Kaze was getting tired, sitting on his romp for hours, contemplating his problem. Anxiety began to gnaw on him; seeing Hikari's petite form unmoving in the lake.

"Have it your way, little fox." The lake said finally. "She's now mine forever."

"No! Wait!"

"You can go back to the waking world, kitsune."

"Give her back!"

"Why?"

"She's not yours to have!"

"Oh, and she's yours?"

Kaze was struck speechless; so soon and already he thought of her as his own?"

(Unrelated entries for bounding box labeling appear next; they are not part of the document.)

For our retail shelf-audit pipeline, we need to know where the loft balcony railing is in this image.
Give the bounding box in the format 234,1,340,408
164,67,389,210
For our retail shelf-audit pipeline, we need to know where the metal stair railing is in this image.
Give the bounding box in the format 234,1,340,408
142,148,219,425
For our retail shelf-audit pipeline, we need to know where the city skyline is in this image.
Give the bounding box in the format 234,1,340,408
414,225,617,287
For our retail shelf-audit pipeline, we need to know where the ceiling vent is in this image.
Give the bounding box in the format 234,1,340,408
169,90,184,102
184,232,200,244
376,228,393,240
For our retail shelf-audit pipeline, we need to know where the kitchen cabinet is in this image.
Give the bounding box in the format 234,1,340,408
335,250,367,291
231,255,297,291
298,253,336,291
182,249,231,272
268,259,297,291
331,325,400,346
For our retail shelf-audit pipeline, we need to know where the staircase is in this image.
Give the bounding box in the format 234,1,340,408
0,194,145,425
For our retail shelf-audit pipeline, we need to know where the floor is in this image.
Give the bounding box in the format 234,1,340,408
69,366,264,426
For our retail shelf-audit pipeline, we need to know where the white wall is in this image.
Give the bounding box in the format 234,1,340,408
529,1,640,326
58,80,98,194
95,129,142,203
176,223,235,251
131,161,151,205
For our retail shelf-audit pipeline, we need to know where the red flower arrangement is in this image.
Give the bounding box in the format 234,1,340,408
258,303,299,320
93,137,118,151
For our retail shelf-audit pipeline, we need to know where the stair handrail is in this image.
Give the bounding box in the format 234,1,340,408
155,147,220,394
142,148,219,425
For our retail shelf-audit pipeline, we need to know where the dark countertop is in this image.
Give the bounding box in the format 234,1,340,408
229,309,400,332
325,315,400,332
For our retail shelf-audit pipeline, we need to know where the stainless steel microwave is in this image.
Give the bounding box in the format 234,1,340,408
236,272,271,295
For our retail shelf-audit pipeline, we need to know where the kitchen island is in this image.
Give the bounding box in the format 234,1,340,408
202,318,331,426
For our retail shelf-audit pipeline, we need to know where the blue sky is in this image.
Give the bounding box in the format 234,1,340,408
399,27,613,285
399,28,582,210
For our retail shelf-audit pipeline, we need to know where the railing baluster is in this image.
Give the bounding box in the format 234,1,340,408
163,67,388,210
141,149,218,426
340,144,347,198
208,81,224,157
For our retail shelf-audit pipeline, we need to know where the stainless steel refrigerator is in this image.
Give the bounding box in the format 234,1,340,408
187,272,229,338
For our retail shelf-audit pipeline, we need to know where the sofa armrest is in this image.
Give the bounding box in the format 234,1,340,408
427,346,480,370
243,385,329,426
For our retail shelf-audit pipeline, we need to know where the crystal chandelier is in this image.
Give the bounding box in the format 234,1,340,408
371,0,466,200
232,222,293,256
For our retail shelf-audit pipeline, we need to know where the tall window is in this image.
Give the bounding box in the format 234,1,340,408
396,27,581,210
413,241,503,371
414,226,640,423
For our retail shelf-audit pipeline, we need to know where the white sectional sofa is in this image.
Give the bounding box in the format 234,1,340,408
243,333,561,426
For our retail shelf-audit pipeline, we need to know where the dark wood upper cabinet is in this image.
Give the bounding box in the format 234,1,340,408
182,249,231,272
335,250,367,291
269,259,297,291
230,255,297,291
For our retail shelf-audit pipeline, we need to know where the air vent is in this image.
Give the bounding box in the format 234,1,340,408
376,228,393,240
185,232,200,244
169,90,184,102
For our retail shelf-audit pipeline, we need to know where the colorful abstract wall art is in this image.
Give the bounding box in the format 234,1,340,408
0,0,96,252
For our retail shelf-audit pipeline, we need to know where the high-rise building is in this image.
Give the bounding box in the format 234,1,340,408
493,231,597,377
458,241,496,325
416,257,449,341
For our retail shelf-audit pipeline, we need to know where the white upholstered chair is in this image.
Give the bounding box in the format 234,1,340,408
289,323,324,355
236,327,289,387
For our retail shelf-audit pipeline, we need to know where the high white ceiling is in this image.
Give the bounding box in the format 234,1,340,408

"She... she is herself's; I'm only helping her find the way."

"Why?"

"I..."

"Say your farewell."

"No! Hikari!"

---

Hikari woke up with a start, the memory of the sun's curse and her demon's torment still fresh. Then came the cold dread of losing Kaze; her only link to life. He stared at the wooden ceiling and slowly came to notice her surroundings. She was lying on a futon, covered by a thick blanket. Her body was whole, as she could see when looking at her arms.

And she wasn't alone. Kaze's human form slept beside her. She let out an exclamation of joy and surprise; he was whole as well. She stared at him, relief washing all over her like a calming drug. She extended her hand to touch him, to make sure this wasn't another cruel trick of her P'o.

"Go ahead." Kim had been sitting on the other side of the room the whole time. "Touch him; he's real."

Hikari nodded at the chinese girl and passed her hand over his features, feeling his warmth. "Thank you..." She whispered. "Thank you... if my soul means anything to you, I thank you from its deepest corner."

"I should have seen it before." Kim smiled strangely. "You brought him back."

"I... me? But..." Hikari was confused now.

"The waters in this house can replenish his spiritual strength, but not his life. I had to show him something that would make him call upon his rage, so the spirits would start healing his body. I showed him losing you."

Hikari stared incomprehensibly at the Suijen, then back at Kaze's sleeping form. If she had tears, she'd be crying now.

"I will leave you alone now." Kim stood up and slid the door to the sparse guest room she had placed both overemotional shen. She knew Kaze, and how the kitsune would commit his heart. She didn't knew the kuei-jin, but then again, not many undead had that sparkle in their eyes. She suppressed a pang of jealousy, the vampire girl needed the kitsune's heart much more than she ever did, and that may be why Kaze was so willing to present it. She slid the door shut.

Hikari couldn't keep her hand from brushing Kaze's hair out of his face, studying every little wrinkle in his skin, and hypnotized by the slow rise and fall of his respiration. She pushed closer to him, as they were covered by the same blanket. She let her wearied head rest on his chest, her arms around him, his heartbeat a lullaby. She closed her eyes and smiled contentedly when he twitched, her eyes giving his a welcome back to the world. When he smiled back, Hikari didn't need the sun to remember what being alive felt like; she just pressed herself around him and felt the warmth of his own embrace.